Passou-se um dia inteiro, mas ninguém conseguira encontrar o homem. O burburinho foi geral. Muitos choravam, exclamando coisas como "O monstro! O monstro!", mas alguns ainda mantinham acessa a chama da esperança de ver o amigo retornar a salvo. "Aposto que é só mais uma piada de mal-gosto de Emílio", refutavam.

Porém, o segundo dia surgiu e o homem continuava desaparecido. Chegavam o mais perto possível da borda norte da floresta, esticavam o pescoço e apuravam os ouvidos. Nada.

O grupo que ainda acreditava no retorno de Emílio ia sendo reduzido dia após dia. Uma semana depois, mais ninguém o ia esperar na saída das árvores.
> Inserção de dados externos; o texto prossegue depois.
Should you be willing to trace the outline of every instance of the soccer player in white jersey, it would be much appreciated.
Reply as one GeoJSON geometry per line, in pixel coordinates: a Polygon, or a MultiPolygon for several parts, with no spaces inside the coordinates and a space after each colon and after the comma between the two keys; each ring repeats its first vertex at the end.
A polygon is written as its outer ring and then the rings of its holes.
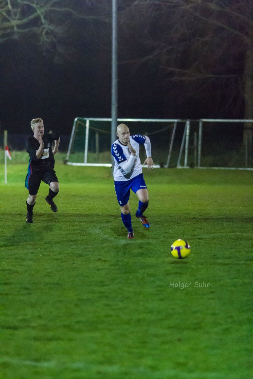
{"type": "Polygon", "coordinates": [[[147,155],[144,164],[147,164],[149,170],[152,169],[154,165],[151,156],[151,144],[148,137],[141,134],[130,136],[128,127],[124,124],[118,126],[116,134],[118,139],[112,146],[115,162],[115,191],[120,207],[122,221],[127,230],[127,238],[130,239],[134,238],[129,204],[130,190],[136,194],[139,199],[135,216],[141,220],[144,227],[150,226],[143,214],[148,205],[148,193],[139,157],[140,145],[144,144],[147,155]]]}

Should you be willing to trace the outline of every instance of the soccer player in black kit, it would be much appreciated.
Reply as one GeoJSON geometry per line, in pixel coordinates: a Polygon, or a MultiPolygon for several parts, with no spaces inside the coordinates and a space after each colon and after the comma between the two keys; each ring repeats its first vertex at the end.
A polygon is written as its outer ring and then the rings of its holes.
{"type": "Polygon", "coordinates": [[[44,134],[43,120],[41,118],[33,119],[31,122],[31,127],[33,135],[27,138],[25,143],[27,150],[30,157],[25,183],[25,186],[29,191],[26,203],[27,214],[26,220],[29,223],[33,222],[33,209],[41,180],[49,186],[49,193],[46,200],[53,212],[57,212],[57,207],[53,199],[59,192],[59,182],[53,169],[53,156],[58,150],[60,136],[55,133],[44,134]],[[52,144],[54,141],[54,147],[52,150],[52,144]]]}

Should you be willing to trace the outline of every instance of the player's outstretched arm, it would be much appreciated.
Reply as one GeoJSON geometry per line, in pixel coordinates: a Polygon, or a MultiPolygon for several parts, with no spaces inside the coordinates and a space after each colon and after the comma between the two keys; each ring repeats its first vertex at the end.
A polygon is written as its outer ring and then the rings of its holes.
{"type": "Polygon", "coordinates": [[[54,155],[55,154],[56,154],[57,151],[58,151],[58,147],[59,147],[59,144],[60,143],[60,137],[58,139],[56,139],[55,141],[55,147],[53,148],[53,154],[54,155]]]}
{"type": "Polygon", "coordinates": [[[151,170],[152,169],[153,166],[155,166],[155,164],[153,161],[152,157],[148,157],[145,160],[143,164],[147,165],[148,170],[151,170]]]}

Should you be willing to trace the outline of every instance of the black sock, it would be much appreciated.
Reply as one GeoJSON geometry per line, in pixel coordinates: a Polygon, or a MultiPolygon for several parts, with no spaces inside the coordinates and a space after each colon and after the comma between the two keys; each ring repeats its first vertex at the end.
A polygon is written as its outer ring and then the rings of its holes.
{"type": "Polygon", "coordinates": [[[31,205],[30,205],[27,201],[26,206],[27,207],[27,213],[29,213],[30,215],[33,214],[33,209],[35,205],[35,203],[34,204],[33,204],[31,205]]]}
{"type": "Polygon", "coordinates": [[[51,188],[49,188],[49,193],[48,195],[47,196],[47,199],[48,200],[52,200],[55,196],[56,196],[58,192],[54,192],[52,191],[51,188]]]}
A oficina permanecia fechada, sua casa, completamente deserta. Com o tempo, foram se acostumando com a ideia. Inconscientemente, já falavam de Emílio no passado.
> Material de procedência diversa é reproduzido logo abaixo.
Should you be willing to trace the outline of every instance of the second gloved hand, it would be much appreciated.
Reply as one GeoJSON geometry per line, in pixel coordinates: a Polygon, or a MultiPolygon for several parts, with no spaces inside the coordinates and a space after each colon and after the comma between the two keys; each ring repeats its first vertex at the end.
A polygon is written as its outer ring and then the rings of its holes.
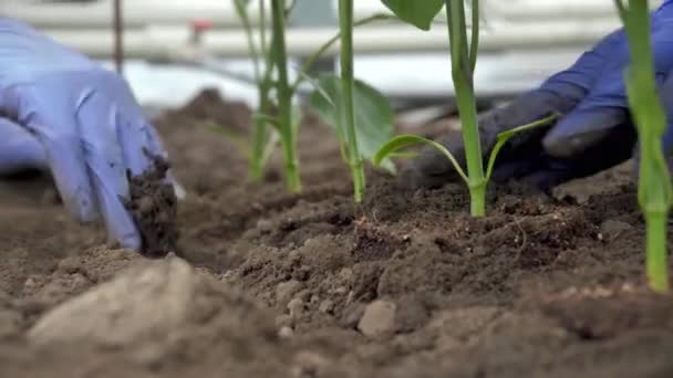
{"type": "Polygon", "coordinates": [[[0,174],[49,169],[81,221],[99,216],[108,235],[139,250],[142,237],[120,198],[126,172],[166,157],[126,82],[85,56],[0,18],[0,174]]]}
{"type": "MultiPolygon", "coordinates": [[[[673,119],[672,0],[652,14],[651,33],[661,97],[669,119],[673,119]]],[[[618,30],[539,88],[482,115],[482,145],[488,154],[499,133],[552,113],[561,114],[549,127],[512,137],[497,159],[494,179],[520,179],[547,190],[631,158],[638,150],[638,138],[624,86],[628,64],[628,41],[623,31],[618,30]]],[[[438,141],[464,165],[459,135],[438,141]]],[[[669,127],[662,143],[667,150],[673,148],[673,127],[669,127]]],[[[455,179],[458,177],[453,166],[434,148],[424,149],[401,174],[401,181],[407,188],[438,187],[455,179]]]]}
Meses e anos se passaram. A aldeia ganhou um novo ferreiro e a vida seguia normalmente. E os viajantes que procuravam abrigo na hospedaria do povoado eram sempre bombardeados pela lenda local. Pela lenda do monstro que morava na ala norte da floresta. "Ele tem cabelos de fogo", diziam alguns; "Possui uma pata de ferro, sólida como um martelo de forja", diziam outros; "Ele produz um som agudo, como um metal trincando", diziam mais alguns outros.

“Ele se chama Emílio”.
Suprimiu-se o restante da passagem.